It's worth reminding people that, whatever his original views of luminiferous aether, Michelson was one of the great experimentalists of the 19th century and his name is most firmly associated with the experiment that's widely credited with experimentaly destroying the credibility of aether theories.
(It's still possible to come up with aether theories even with the Michelson-Morley results (and the results of hundreds of other people who replicated and refined that result), but it's much more difficult, and the resulting theories end up rather hard to credit.) I assume that the original use of the word "proponent" was a typo).
http://www.geoffreylandis.com
Robert Bussard (of Bussard Ramjet fame) had patents on it.
The patents apply to a fancier version called the Polywell. Polywell attempts to cut losses to the point where net power is possible. As far as I know, no hobbyist has attempted that one yet. It's a much more expensive design that, depending on the fuel, would generate truly lethal doses of neutrons, and would need lots of shielding.
But the stray neutrons (or other energetic particles, depending on the reaction) are the real problem with fusion as a power source.
That actually depends on what your fuel source is. The common science fair level project uses hydrogen (not deuterium, even), and produces, IIRC, neutrons. There are other fuels possible, and some don't produce much of anything nasty. IIRC, Lithium 3 on one side and Lithium 4 on the other produces stable helium isotopes, and electricity, and absolutely nothing else.
There are still issues with fuel that misses other fuel striking internal components of the reaction chamber, which can produce some radioactivity, but getting to the self-sustaining point will also greatly reduce this sorts of unwanted collisions and ther resulting radioactive byproducts.
Actually, Bussard was trying to use a Boron-11 fuel matrix that doesn't release neutrons in the same fashion as Deuterium fusion does. One of the reasons for this is precisely to help cut down on the neutron flux coming from the reactor.
His design goal was to use it as a direct drop-in replacement for boilers at coal-fired power plants, using similar sorts of shielding and precautions as would be already in place for such a facility.
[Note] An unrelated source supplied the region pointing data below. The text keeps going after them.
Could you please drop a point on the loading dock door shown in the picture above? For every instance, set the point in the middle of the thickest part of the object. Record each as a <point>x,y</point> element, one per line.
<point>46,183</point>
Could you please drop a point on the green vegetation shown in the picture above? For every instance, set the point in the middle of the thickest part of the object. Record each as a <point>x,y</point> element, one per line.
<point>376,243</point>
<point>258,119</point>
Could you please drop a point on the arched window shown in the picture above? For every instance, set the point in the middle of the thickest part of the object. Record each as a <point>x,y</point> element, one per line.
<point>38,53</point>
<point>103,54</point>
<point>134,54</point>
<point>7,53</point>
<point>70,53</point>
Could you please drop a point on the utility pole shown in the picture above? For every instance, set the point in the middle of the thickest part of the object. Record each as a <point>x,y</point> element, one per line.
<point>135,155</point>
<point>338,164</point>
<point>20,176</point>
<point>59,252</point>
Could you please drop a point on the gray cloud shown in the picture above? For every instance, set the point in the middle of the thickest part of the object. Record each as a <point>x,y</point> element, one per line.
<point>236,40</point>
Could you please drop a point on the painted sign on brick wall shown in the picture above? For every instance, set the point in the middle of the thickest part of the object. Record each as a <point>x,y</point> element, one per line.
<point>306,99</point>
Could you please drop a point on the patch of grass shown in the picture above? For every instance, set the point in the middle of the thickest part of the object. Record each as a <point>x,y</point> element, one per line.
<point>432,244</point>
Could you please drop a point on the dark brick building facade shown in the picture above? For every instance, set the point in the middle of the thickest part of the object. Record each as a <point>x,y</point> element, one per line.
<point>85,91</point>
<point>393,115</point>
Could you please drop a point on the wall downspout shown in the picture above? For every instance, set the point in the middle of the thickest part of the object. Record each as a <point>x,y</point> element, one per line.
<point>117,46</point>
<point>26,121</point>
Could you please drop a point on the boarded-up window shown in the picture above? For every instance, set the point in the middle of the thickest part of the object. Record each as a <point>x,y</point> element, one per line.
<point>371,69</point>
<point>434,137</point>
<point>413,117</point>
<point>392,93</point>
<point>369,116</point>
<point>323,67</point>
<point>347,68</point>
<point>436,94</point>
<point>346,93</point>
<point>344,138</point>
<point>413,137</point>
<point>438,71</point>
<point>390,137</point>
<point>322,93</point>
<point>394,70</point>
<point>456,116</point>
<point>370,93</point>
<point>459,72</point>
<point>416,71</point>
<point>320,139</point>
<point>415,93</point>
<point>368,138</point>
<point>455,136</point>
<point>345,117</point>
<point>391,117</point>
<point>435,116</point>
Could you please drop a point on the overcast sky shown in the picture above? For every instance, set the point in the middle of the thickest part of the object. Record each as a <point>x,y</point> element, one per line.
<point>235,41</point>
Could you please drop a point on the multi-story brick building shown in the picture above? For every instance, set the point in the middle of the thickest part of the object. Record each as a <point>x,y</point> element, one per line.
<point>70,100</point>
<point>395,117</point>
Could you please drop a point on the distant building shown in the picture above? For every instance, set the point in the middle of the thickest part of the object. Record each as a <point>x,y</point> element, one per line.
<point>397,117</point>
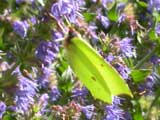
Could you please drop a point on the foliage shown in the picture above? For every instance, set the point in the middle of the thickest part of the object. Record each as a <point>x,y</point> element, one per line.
<point>42,62</point>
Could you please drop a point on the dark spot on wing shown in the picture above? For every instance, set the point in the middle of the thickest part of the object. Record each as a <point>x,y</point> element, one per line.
<point>93,78</point>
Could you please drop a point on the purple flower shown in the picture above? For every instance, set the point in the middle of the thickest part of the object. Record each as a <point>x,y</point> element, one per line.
<point>154,4</point>
<point>43,80</point>
<point>33,20</point>
<point>88,111</point>
<point>21,27</point>
<point>120,6</point>
<point>110,58</point>
<point>54,94</point>
<point>155,60</point>
<point>122,18</point>
<point>42,103</point>
<point>104,21</point>
<point>114,113</point>
<point>148,86</point>
<point>123,70</point>
<point>66,8</point>
<point>77,92</point>
<point>47,52</point>
<point>127,48</point>
<point>56,35</point>
<point>2,109</point>
<point>105,2</point>
<point>25,93</point>
<point>22,1</point>
<point>157,29</point>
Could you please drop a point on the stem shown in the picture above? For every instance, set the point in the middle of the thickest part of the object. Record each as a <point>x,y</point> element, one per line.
<point>152,104</point>
<point>141,62</point>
Water in the boiler itself would offer what extra protection would be needed, and radiation levels for released radioactive products would be lower than would be typical for a coal plant as well.
FYI, coal plants release far more radioactive waste per kWh generated than the worst and most inefficient nuclear power plants... with perhaps the singlar exception of Chernobyl. Even that I'm not 100% certain of.
This said, you are correct that the fusion rate in a Polywell is something of a much greater concern if you actually got one going, and would be leathal if it used traditional fusion fuel targets.